Untuk saat ini, bagi Indonesia hal tersebut masih merupakan impian. Bukan saja karena produksi tebu yang masih kurang mencukupi, tetapi juga karena teknologi pemrosesan yang masih perlu ditingkatkan. Pada saat ini, harapan memproduksi bioethanol cukup layak disandang oleh industri kelapa sawit. Dari keberhasilan Brazil bolehlah kita belajar untuk menggunakan ampas tebu (bagasse) sebagai sumber energi panas dan listrik, yang dapat mengurangi biaya produksi sehingga dapat meningkatkan daya saing.

Kawasan Ekonomi Khusus

Tibalah akhirnya artikel ini pada penutupnya. Sebagaimana disebutkan sebelumnya, penutup ini akan membahas saran dalam rangka meningkatkan investasi industri gula. Jawabnya adalah dengan mengoptimalkan insentif-insentif yang ditawarkan oleh Kawasan Ekonomi Khusus (KEK). KEK merupakan kawasan atau wilayah dengan batas tertentu dimana pada kawasan tersebut diberikan insentif khusus dalam rangka meningkatkan kegiatan industri, ekspor, impor, dan kegiatan ekonomi lain yang berdaya saing internasional. Menariknya, insentif yang diberikan pada KEK sangat komprehensif, sehingga KEK sering disebut menawarkan ultimate incentives.
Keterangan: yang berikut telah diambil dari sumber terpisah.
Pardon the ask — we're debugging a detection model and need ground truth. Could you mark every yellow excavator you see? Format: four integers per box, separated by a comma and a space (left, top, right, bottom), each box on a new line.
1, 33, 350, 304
KEK didasarkan pada Undang-undang Nomor 39 Tahun 2009 tentang Kawasan Ekonomi Khusus. Fasilitas-fasilitas yang ditawarkan termaktub dalam Peraturan Pemerintah nomor 96 Tahun 2015 tentang Fasilitas dan Kemudahan di Kawasan Ekonomi Khusus. Fasilitas dan kemudahan yang diberikan mencakup perpajakan, kepabeanan, dan cukai, lalu lintas barang, ketenagakerjaan, pertanahan dan perizinan serta nonperizinan. Khusus tentang fasilitas fiskal, Menteri Keuangan telah menerbitkan Peraturan Menteri Keuangan Nomor 104/PMK.010/2016 tentang Perlakuan Perpajakan, Kepabeanan dan Cukai pada Kawasan Ekonomi Khusus.

Dengan berbagai macam fasilitas tersebut, kiranya industri pergulaan dapat memanfaatkan kemudahan-kemudahan tersebut dalam rangka mencapai PRIDE, swasembada gula, dan kedaulatan pangan. Semoga.